Drogues en Guinée : près de 29 % des jeunes de 15 à 18 ans consomment la chicha
À l’occasion de la Journée internationale de lutte contre l’abus et le trafic illicite de drogues, célébrée ce 26 juin 2026, le ministère de l’Enseignement supérieur et de la Recherche scientifique, à travers l’Institut itinérant de formation et de prévention intégrées contre la drogue et autres conduites addictives (IIFPIDCA), a lancé un cri d’alarme face à l’ampleur du phénomène en Guinée et dans le monde.
Placée sous le thème « Le problème mondial de la drogue : des enjeux persistants, de nouveaux défis, des réponses innovantes », la rencontre a réuni, au siège de l’institut, à la Minière, des spécialistes de la santé, des forces de défense et de sécurité, des magistrats et des universitaires.
Les statistiques présentées par le directeur général de l’IIFPIDCA, Dr Thierno Bah, traduisent l’ampleur du défi. Selon lui, 300 millions de personnes ont consommé de la drogue dans le monde en 2025, soit 5,8 % de la population mondiale. Parmi elles, 67 millions souffrent de troubles liés à l’usage de substances psychoactives, tandis que près de 494 000 décès ont été enregistrés en lien avec la consommation de drogues.

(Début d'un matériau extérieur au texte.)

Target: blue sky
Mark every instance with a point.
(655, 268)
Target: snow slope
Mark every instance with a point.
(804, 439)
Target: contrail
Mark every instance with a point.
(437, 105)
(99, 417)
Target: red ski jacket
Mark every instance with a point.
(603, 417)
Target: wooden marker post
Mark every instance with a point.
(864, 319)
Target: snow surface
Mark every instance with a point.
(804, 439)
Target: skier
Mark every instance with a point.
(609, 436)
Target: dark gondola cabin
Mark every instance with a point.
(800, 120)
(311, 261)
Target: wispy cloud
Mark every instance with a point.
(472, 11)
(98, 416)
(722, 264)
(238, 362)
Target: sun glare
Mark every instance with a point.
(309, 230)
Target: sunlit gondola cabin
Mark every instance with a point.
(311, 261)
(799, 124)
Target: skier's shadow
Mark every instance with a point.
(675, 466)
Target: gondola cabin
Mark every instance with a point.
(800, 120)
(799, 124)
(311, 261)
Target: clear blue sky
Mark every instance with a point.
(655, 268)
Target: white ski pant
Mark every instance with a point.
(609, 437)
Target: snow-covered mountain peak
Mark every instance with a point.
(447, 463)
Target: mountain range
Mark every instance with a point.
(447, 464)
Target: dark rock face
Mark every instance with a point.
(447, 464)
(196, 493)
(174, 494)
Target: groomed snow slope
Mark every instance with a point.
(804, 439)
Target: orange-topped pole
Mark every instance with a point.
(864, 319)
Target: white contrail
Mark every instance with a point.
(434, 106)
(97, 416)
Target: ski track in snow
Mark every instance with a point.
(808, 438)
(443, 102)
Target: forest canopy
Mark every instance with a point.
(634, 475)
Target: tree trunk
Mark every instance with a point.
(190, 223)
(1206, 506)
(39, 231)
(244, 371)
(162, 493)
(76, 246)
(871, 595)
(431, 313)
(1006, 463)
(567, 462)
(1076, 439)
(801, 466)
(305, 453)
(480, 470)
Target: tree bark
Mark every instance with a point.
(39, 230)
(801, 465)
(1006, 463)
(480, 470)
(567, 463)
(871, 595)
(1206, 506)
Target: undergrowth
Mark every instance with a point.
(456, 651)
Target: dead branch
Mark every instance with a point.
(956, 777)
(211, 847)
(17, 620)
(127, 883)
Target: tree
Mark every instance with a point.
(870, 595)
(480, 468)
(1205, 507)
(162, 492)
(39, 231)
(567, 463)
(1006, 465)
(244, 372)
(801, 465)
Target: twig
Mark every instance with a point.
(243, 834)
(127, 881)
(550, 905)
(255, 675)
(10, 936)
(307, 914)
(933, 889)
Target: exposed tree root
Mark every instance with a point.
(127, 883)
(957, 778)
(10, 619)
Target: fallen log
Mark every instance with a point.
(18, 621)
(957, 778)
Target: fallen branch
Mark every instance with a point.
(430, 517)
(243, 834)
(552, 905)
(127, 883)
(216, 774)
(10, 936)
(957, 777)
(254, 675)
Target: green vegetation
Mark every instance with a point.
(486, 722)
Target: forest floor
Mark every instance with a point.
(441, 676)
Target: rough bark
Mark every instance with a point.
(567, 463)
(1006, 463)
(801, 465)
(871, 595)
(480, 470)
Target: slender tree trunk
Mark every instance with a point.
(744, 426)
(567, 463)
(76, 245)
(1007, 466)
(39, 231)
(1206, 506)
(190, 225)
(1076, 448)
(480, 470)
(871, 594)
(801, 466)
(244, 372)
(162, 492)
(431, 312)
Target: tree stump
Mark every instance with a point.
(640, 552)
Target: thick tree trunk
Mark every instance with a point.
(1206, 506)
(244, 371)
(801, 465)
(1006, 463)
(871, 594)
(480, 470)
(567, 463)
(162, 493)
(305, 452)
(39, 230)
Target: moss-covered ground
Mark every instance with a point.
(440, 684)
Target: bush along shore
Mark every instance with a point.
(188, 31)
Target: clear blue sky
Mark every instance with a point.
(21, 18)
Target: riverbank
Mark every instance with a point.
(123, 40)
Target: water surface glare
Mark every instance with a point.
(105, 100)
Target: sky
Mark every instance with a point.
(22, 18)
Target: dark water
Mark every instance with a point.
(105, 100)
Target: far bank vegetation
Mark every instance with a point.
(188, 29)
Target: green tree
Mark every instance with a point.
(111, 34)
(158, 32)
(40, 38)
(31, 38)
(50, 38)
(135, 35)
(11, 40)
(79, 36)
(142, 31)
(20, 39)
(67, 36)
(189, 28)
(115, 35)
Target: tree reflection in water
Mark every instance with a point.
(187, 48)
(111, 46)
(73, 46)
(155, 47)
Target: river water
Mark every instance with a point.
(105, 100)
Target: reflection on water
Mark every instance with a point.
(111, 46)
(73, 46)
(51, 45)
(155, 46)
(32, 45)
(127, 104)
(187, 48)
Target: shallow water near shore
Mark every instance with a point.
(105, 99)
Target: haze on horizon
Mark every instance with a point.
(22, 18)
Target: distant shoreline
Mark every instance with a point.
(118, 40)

« En 2025, il y a eu 300 millions de consommateurs de drogue dans le monde, soit 5,8 % de la population mondiale. Plus de 67 millions de personnes développent des troubles liés à l’usage de substances psychoactives et près de 494 000 décès sont liés à la consommation de drogue. C’est un problème mondial. »
Le constat est tout aussi préoccupant en Guinée. Les résultats d’une enquête nationale présentés lors de la rencontre révèlent que 28,87 % des jeunes âgés de 15 à 18 ans consomment la chicha, ce qui en fait la substance la plus répandue dans cette tranche d’âge. Viennent ensuite l’alcool (15,67 %), le protoxyde d’azote (1,94 %) et la drogue Kush (0,94 %), connue pour ses effets particulièrement dévastateurs.
« La prévalence de la consommation de la chicha est de 28,87 %, suivie de la consommation de l’alcool avec 15,67 %. Il y a également le protoxyde d’azote, dont la prévalence est de 1,94 %, et la drogue Kush, une drogue mortelle, dont la prévalence est de 0,94 %. Cela concerne les jeunes de 15 à 18 ans. »
Pour Dr Thierno Bah, ces chiffres interpellent d’autant plus que cette jeunesse représente le socle du développement futur du pays.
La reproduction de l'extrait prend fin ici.